Is it undefined behaviour to use pointer after allocated memory?

Question

I have the following code:

uint8_t buffer[16];
uint8_t data[16];
uint8_t buffer_length = 16;
uint8_t data_length = 0;

memcpy(buffer + buffer_length, data, data_length);

memcpy should be a no-op, because data_length is zero. However buffer + buffer_length points just outside of the allocated memory. I wonder if it could trigger some kind of undefined behaviour? Should I wrap this memcpy with an additional if?

I understand that any reasonable implementation of memcpy would work fine, however this question is more from the code correctness perspective and avoiding undefined behaviours.

You're allowed to create pointer to just after the end of an object. You're not allowed to dereference it. Since this doesn't dereference anything because the length is 0, I think it should be OK. — 17 hours ago
Using buffer + buffer_length doesn't violate the C standard, but is a loaded gun waiting to go off… Why would you want to form the address outside of the destination array in the first place? — 17 hours ago
In practice Barmar is correct. And so is Rusty. In theory, you would need to look at the precise wording of the specification of memcpy to decide if that call violates the spec's preconditions. — 17 hours ago
@klutt – You would need to know that for every possible implementation of memcpy. Including those that haven't been written yet. Or … read the specification!! — 17 hours ago
@12431234123412341234123 That question uses null pointers though, which are explicitly not valid pointers, per definition. — 10 hours ago

score 12 · Accepted Answer · 2023-09-26 11:28:48Z

12

As the answer of Stephen C points out, the C17 specification is a bit vague about whether or not this is well-defined.

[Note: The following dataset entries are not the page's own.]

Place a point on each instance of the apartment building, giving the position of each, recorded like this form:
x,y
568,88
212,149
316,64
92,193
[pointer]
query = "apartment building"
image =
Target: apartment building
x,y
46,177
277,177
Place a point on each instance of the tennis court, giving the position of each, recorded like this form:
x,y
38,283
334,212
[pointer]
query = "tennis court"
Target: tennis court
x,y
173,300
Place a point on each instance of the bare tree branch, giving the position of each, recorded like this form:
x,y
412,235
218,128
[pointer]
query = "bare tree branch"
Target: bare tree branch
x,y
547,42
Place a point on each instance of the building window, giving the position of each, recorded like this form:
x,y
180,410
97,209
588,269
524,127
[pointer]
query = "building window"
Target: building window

However, the C23 specification clarifies this in a footnote to the part of 7.1.4 stating

If a function argument is described as being an array, the pointer passed to the function shall
have a value such that all address computations and accesses to objects (that would be valid if
the pointer did point to the first element of such an array) are valid.

The footnote (235) reads:

This includes, for example, passing a valid pointer that points one-past-the-end of an array along with a size of 0, or using any valid pointer with a size of 0.

The first part of the sentence explicitly defines the OP case as well-defined.

Adding this statement can be seen as admitting that the C17 specification is not sufficiently clear on this point and thus, it cannot be ruled out that an implementer of a C17 compiler may in good faith interpret the standard such that this case is not defined behavior.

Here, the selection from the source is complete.